Fitch move sparks fears of painful cut in Czech credit rating
Top international credit rating agency Fitch has downgraded its outlook for the Czech economy from stable to negative. This has sparked fears it could also cut the Czech Republic’s credit rating – only adding to its mounting economic woes. I discussed the revised outlook with Lukáš Kovanda, chief economist at Trinity Bank.
“The main reason is the situation in Ukraine and its potential impact on the Czech economy, especially its energy supplies.
“This is because of our high dependency on Russian gas and to a large extent on Russian oil.
“So there is a fear amongst the international finance community that an interruption of those supplies could bring a big crash to the Czech economy.”
There’s also speculation that after it had almost a quarter century of upward trajectory, Fitch may also revise downwards the Czech Republic’s credit rating from the current AA-, which is the second highest level. How likely is that, do you think?
“I think now it’s quite likely, maybe 60 percent, for the next 12 months, I guess, because the current situation is very pessimistic for the Czech economy, because of our proximity to Ukraine and to Russia, and our strong dependence on Russian energy supplies.
“And we have had problems for quite a long time with the public finances.
“Our public debt has been growing at one of the highest paces among European Union countries.
“So firstly we need to stabilise our public finances, but because of the war I think it’s a pretty difficult and complex task.
“I am afraid that we will not be able to stabilise it quickly enough for rating agencies, at least some of them, to not lower their ratings of Czech debts.
“So I think maybe some ratings agencies, maybe with Fitch being the first of them, will downgrade our rating in the next 12 months.”

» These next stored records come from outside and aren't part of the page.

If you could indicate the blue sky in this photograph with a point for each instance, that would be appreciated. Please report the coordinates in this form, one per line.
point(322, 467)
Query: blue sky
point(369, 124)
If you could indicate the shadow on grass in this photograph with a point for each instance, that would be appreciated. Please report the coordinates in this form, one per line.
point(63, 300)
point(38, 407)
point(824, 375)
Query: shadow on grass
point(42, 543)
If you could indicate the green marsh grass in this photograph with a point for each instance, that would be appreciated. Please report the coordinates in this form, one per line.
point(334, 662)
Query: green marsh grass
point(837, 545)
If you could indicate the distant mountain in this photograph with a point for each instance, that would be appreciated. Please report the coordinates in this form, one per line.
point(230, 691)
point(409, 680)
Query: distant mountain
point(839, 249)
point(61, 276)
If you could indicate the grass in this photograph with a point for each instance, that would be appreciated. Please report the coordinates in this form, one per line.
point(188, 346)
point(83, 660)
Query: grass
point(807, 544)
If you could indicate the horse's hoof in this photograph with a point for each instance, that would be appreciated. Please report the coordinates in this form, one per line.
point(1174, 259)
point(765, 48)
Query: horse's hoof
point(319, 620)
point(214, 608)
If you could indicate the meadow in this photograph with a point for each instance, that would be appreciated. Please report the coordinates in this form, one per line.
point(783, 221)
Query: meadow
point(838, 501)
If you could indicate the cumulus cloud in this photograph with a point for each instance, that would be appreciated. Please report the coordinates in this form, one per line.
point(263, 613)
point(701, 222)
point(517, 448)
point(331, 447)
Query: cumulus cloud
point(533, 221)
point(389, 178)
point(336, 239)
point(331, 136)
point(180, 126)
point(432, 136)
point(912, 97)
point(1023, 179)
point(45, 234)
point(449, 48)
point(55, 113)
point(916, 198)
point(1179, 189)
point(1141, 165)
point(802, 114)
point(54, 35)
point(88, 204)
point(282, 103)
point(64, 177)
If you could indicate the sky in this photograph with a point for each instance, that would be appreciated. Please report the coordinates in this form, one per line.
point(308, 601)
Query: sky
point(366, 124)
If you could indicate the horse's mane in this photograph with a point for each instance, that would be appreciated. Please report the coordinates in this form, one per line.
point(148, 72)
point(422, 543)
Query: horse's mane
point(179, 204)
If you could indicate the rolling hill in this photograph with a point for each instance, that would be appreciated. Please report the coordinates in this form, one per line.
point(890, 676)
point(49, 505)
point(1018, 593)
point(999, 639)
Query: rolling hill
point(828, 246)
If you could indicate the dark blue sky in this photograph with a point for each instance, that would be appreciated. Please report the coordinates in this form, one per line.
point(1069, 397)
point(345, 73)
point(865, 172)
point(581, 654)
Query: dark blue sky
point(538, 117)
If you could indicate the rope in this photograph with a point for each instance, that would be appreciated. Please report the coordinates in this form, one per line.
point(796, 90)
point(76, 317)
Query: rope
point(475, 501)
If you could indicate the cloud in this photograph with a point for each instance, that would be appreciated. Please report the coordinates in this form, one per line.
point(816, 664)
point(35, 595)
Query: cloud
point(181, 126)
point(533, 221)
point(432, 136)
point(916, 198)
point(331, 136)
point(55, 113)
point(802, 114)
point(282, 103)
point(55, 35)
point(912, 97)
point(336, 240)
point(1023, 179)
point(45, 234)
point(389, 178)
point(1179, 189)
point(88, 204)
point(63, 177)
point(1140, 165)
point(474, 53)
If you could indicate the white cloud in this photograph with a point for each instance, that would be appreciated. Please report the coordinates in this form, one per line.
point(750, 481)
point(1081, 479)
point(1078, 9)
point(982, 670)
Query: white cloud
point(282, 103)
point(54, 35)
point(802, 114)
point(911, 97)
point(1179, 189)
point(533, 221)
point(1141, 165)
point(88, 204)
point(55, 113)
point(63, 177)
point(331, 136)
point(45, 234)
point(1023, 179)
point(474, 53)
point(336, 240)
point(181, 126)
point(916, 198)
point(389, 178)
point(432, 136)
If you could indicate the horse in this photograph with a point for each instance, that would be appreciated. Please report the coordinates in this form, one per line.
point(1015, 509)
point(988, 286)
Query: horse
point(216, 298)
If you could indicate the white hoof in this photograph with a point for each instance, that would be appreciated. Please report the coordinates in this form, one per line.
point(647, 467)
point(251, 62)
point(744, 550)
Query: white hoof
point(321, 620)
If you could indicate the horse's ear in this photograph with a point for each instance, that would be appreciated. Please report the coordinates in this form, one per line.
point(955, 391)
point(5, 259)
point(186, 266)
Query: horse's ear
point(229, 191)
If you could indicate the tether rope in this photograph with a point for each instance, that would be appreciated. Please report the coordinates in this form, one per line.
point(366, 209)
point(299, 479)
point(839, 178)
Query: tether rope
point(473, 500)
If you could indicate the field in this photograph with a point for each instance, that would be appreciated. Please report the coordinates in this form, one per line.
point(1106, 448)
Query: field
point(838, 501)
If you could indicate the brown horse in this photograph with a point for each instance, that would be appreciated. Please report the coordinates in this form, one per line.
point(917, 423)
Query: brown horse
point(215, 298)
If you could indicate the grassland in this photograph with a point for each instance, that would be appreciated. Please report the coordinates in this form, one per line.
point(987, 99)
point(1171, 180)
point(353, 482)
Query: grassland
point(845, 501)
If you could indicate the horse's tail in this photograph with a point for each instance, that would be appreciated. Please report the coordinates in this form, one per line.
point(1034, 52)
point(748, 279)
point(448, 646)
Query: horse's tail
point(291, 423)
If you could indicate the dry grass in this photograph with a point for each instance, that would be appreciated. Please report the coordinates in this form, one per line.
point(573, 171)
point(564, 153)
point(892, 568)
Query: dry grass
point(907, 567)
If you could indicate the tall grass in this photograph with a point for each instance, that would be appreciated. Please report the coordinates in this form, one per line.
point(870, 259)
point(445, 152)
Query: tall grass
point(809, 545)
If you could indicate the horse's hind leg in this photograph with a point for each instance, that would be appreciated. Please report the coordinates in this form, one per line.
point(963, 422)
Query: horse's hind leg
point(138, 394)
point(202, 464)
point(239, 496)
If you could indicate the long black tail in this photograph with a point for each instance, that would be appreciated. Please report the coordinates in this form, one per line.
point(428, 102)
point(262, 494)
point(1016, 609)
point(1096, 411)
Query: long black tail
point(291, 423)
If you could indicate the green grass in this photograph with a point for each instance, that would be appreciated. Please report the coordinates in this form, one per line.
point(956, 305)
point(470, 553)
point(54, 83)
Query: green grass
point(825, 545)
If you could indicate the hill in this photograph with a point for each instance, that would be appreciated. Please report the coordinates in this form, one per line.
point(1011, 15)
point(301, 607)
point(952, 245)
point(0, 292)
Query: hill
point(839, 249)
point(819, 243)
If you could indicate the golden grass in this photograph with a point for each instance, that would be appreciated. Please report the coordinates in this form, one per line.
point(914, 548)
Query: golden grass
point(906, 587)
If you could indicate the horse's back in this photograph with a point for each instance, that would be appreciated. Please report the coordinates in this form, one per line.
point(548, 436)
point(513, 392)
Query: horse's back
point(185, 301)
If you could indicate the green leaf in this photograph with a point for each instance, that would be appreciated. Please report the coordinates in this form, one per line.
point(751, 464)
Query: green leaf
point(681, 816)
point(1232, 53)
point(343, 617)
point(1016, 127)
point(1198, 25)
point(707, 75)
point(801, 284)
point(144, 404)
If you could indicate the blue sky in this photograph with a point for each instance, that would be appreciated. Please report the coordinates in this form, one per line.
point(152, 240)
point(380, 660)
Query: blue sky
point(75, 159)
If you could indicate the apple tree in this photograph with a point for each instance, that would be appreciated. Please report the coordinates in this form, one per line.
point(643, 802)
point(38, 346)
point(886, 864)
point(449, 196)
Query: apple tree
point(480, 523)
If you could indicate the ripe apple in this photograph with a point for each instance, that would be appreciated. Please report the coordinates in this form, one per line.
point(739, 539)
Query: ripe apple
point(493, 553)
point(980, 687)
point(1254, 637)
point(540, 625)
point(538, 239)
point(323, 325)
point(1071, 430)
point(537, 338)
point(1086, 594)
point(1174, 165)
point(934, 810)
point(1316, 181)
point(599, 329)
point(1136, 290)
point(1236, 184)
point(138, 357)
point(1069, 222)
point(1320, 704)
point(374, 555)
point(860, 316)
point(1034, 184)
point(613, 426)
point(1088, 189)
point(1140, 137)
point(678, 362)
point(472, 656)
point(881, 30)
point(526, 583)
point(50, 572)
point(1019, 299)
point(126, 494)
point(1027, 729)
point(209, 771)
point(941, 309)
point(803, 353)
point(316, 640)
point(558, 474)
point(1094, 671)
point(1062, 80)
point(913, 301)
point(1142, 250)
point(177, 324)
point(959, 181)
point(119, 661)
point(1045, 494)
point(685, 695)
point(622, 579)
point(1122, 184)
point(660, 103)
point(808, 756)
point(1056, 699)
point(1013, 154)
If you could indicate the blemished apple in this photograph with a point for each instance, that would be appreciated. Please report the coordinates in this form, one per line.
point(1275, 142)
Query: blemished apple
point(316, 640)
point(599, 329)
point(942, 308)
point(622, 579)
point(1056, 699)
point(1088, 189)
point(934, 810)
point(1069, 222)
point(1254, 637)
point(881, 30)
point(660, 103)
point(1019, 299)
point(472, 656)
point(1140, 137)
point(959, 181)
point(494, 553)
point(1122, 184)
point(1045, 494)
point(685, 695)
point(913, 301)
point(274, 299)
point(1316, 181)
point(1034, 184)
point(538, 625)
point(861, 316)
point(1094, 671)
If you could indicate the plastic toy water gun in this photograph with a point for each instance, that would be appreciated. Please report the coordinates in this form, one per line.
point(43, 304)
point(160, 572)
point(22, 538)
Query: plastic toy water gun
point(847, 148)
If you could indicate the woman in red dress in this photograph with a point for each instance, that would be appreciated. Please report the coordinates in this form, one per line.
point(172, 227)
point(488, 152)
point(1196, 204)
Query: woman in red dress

That probably sounds rather abstract to a lot of people. What would it mean in practice if Fitch did go ahead and revise downward the Czech Republic’s credit rating?
“When there is a downgrade of the rating, the likelihood of some kind of default increases.
“And it means that international investors would demand higher interest payments from the Czech government to lend money to that government.
“For the Czech government it means it will have to pay high interest, so it will have less money for pensions, for social entitlements, for infrastructure, for construction investments and other classical goals of public finances.
“So the government would need to make some so-called austerity measures or to increase taxes, both of which are unpopular amongst the general public – especially at a time of very rapid inflation, the negative impacts of the pandemic and, of course, the war in Ukraine.”